Commentaire d’un internaute :
Je propose d’aller à la Mairie de Septfonds aujourd’hui pendant « la manifestation de bienvenue » et de les foutre dehors… Et pourquoi ne pas brûler le maire au passage ?
Poster cela, c’est vouloir tuer quelqu’un de manière virtuelle, la seule disponible si l’on veut éviter la prison. Déverser sa haine sur internet permet d’assassiner quotidiennement, recommencer à volonté, se complaire sans fin dans la délectation de dénier à quelqu’un le droit de vivre.

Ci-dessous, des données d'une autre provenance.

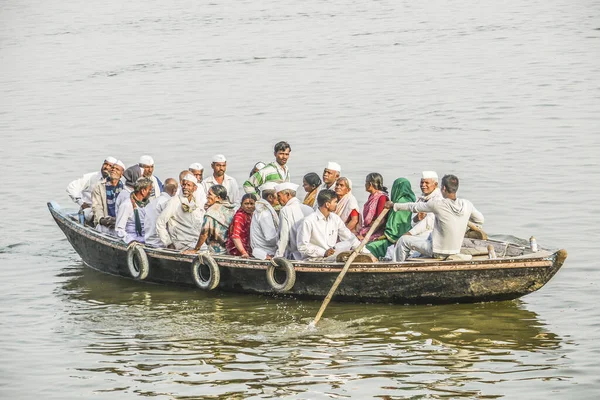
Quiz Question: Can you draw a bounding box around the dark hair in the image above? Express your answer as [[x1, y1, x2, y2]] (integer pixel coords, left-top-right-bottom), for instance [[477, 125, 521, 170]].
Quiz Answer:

En même temps, la haine jette une lumière crue sur la personne qui profère ces menaces, elle est habitée par une force négative, déshumanisante qui la rend immobile, ses certitudes ne permettent plus aucune transformation. L’autre, le différent, ne l’intéresse pas, il ne vaut rien à ses yeux, il se sert de la haine comme acte destructeur de son humanité, de l’accusation comme outil de manipulation.

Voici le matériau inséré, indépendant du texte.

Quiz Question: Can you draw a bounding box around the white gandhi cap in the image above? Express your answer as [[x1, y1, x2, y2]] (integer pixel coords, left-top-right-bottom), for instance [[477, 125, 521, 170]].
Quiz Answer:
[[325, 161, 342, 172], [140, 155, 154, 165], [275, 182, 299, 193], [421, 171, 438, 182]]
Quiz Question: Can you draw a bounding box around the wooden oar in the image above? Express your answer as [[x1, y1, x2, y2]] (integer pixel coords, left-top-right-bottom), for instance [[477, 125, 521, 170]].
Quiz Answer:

Que lui opposer ? L’amour créateur, positif, lumineux sera inefficace face à la force destructrice de la haine, leurs origines respectives n’ont rien en commun. L’indifférence alors ? Difficile à générer dans une situation aussi éprouvante.

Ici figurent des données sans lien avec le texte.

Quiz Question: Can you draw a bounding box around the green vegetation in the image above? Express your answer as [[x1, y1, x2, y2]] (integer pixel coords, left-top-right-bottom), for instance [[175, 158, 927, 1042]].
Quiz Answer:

La compassion peut-être, fruit d’un long et peut-être douloureux chemin intérieur, oui la compassion pour l’autre, le malheureux, déshumanisé.
Aujourd’hui, n’importe qui peut déverser son mal de vivre, sa mauvaise humeur sur internet. Tranquille, derrière son écran, l’utilisateur se sent en force pour dénier à l’autre, à une institution, un responsable, son voisin, le droit de vivre de et d’agir.
La haine n’a pas de définition ni d’existence dans le droit positif français (sauf incitation à la haine raciale) mais l’état réagit au déferlement de haine sur internet par « La loi contre les contenus haineux sur Internet (dite « loi Avia ») (qui) est une proposition de loi française destinée à retirer certains contenus haineux sous 24 h des réseaux sociaux, des plates-formes collaboratives et des moteurs de recherche. Le texte est adopté par l’Assemblée nationale le 9 juillet 2019. »
La difficulté réside, entre autres, dans le fait que cela dépend de la dénonciation des internautes qui sont par définition subjectifs. Il faudra attendre la mise en place de la loi avant de juger « l’arbre à ses fruits ».
Le problème s’ancre dans l’acceptation, ou non, de la différence, dans la capacité de chacun de respecter l’autre tel qu’il est, d’être ouvert à l’altérité. Le refus de la différence naît le plus souvent de l’incompréhension, de la comparaison ou de la peur. Chaque personne est unique, elle ne peut être réduite à un acte, il n’y a aucun jugement de valeur à porter. Avec le philosophe Levinas, on peut dire qu’il s’agit de trouver la juste distance.
L’enfer, ce sont les autres disons-nous quelques fois : les autres sont ce que je ne suis pas, ils me rappellent que je suis limitée, et pourtant je ne peux être moi-même qu’entouré d’autres êtres même si je ne les comprends pas toujours.
L’enfer c’est moi aussi quand je m’enferme sur moi, ne laissant plus aucune place à autrui.
Nous avons besoin les uns des autres, tout dépend du regard que nous portons sur le prochain. Parlons-nous… se parler pour dénouer, ouvrir, comprendre avec humour et si possible un peu d’amour.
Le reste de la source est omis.